Grant Awards

Spring 2024

ERC Advanced Grant

Prof. Peter Grünwald (CWI, Leiden University) – FLEX: Flexible Statistical Inference

Peter Grünwald, senior researcher in the Machine Learning group of CWI and part-time full professor of Statistical Learning at Leiden University has been awarded an ERC Advanced Grant for his research on developing a new, revolutionary theory of statistics. Grünwald will use the prestigious top grant of 2.5 million euros for the development of a new, more robust and flexible theory of statistics based on the novel concept of e-value. This will lead, for example, to more reliable methods for determining whether or not scientific results are statistically significant. In short: the e-value is the new p-value. Read more about his research and future goals here.

Vici grant

Dr. M.C.N. Cheng (University of Amsterdam) – Topology in Mathematics and Physics

“Topology is the study of shapes, focusing on persistent features unchanged by deformations. Our research is inspired by its fundamental role in mathematics and physics, and adopts an innovative approach facilitated by rapid advances in theories and computing. We explore the intricate topology of three-manifolds and knots, leveraging insights from number theory and algebra. Employing artificial intelligence (AI), we decode topological invariants, revealing hidden correlations.” Read more about Miranda’s Vici here. The Dutch television sender VPRO made a documentary about here work. Quanta Magazine also published a great article about Miranda’s research.
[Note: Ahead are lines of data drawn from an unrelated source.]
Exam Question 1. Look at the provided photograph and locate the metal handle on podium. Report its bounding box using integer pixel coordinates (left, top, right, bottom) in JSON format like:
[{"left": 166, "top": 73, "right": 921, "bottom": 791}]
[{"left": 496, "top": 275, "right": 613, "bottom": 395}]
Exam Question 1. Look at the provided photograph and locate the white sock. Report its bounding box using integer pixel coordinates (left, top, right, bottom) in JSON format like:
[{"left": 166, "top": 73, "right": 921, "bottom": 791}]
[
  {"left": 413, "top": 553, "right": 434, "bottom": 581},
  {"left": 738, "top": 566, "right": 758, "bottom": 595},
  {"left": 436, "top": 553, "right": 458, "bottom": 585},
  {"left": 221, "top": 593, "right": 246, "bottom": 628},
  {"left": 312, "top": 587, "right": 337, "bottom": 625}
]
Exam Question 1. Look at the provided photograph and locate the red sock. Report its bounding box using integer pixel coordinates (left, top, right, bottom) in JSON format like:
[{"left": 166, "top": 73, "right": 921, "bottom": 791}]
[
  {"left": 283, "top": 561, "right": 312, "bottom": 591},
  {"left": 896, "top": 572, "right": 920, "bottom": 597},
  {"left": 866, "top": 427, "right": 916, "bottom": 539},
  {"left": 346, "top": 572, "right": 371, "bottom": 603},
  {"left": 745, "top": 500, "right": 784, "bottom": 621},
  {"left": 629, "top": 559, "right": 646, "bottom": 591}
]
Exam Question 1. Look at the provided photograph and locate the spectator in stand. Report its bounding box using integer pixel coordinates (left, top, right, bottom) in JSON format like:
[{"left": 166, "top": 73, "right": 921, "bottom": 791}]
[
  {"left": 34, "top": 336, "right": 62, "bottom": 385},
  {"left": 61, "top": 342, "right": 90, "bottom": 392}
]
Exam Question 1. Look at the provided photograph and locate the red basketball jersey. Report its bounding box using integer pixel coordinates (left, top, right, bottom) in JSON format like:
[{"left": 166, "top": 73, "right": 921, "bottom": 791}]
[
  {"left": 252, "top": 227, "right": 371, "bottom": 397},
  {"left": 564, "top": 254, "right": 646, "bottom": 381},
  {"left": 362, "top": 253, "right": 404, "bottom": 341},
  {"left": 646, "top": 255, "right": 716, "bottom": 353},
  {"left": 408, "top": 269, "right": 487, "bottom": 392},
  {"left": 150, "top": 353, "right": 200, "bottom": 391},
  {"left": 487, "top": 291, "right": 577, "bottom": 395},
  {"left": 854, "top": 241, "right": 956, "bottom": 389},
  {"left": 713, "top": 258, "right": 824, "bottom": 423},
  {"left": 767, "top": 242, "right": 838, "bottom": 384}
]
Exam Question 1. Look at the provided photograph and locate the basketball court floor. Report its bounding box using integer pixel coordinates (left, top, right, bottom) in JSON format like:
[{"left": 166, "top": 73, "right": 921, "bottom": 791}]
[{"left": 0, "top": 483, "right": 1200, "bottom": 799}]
Photo from University of Amsterdam.

Open Competition M

Dr. Carlos Andrés Perez Arancibia (Twente University) – Unleashing the Power of Volume Potentials for PDE Problem Solving

Photo from Twente University

In scientific and engineering applications, solving problems involving partial differential equations (PDEs) is crucial, but significant challenges arise when dealing with unbounded domains, complex geometries, and wave phenomena. Volume potentials (VPs) offer many advantages over standard methods by exactly reformulating the PDE as an integral equation posed in a bounded domain. However, computing VPs in complex geometries has been neglected due to challenging numerical integration issues. To address this, a new high-order method inspired by Density Interpolation Methods is proposed, overcoming singularities and computational costs. This methodology enhances accuracy and efficiency for diverse PDE models in different fields.


Dr. Steffen Sagave and dr. Magdalena Kedziorek (Radboud University) – New techniques for studying geometric shapes

When studying geometric shapes that arise in mathematics or other sciences, it is important to tell whether or not one can transform them into each other without cutting or gluing them. A powerful strategy to obtain an answer to this mathematical question is to assign simpler, algebraic data to geometric shapes that detect their essential differences. This project studies new, powerful versions of such data, that for the first time take three specific, additional structures into account simultaneously. 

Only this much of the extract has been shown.